Skip to main content

dispatch_kv_cache_copy_seq_bf16

Function dispatch_kv_cache_copy_seq_bf16 

Source
pub fn dispatch_kv_cache_copy_seq_bf16(
    encoder: &mut CommandEncoder,
    registry: &mut KernelRegistry,
    device: &DeviceRef,
    src: &MlxBuffer,
    cache: &MlxBuffer,
    n_heads: u32,
    head_dim: u32,
    capacity: u32,
    seq_pos_start: u32,
    n_tokens: u32,
    src_tok_offset: u32,
) -> Result<()>
Expand description

Multi-position, all-heads KV cache copy (BF16 source → F32 cache, batched prefill).

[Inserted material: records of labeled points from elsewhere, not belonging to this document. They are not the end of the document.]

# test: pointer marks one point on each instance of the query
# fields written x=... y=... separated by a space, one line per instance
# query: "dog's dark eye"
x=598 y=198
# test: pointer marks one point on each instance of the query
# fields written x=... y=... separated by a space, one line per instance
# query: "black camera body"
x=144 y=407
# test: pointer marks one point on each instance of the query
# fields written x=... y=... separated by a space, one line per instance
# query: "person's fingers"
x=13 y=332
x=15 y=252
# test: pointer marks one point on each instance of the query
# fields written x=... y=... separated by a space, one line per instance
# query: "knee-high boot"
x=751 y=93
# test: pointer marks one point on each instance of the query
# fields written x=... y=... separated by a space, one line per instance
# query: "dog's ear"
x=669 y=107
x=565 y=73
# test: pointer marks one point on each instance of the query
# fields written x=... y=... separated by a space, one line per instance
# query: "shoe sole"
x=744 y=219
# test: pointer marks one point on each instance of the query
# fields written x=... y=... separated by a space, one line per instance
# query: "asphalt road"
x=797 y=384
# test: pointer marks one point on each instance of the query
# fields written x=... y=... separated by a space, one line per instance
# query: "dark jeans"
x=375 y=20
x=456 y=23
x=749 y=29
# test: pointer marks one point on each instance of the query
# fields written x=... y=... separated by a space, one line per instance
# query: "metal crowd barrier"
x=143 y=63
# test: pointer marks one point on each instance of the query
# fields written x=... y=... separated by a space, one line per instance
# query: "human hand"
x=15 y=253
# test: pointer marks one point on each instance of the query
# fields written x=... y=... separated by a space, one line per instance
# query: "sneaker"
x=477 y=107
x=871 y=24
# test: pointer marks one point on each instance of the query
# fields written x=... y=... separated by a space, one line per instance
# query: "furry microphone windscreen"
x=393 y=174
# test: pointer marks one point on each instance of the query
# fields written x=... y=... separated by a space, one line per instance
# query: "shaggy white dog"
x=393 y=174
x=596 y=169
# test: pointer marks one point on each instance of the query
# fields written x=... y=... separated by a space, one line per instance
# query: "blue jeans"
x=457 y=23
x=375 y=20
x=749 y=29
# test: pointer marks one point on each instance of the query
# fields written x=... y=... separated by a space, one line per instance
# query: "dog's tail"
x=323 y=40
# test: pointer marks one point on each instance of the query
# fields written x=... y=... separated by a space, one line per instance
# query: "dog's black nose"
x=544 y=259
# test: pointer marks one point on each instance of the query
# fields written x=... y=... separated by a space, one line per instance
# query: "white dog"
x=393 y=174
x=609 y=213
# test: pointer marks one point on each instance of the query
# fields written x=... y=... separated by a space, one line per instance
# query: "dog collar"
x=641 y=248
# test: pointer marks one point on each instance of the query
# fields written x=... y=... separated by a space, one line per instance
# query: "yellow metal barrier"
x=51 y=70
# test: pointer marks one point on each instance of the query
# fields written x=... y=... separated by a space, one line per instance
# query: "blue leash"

Same layout and semantics as dispatch_kv_cache_copy_seq_f32 — including src_tok_offset source slicing and dst_pos % capacity ring-wrap for sliding-window layers — but reads bfloat16 from the source and promotes to float32 on write.

Used in the Phase 2 bf16 activation path where pf_k_normed / pf_v_normed become bf16, but the KV cache (used by decode SDPA) stays f32.

Source layout: [n_src_tokens, n_heads, head_dim] bf16. Cache layout: [n_heads, capacity, head_dim] f32.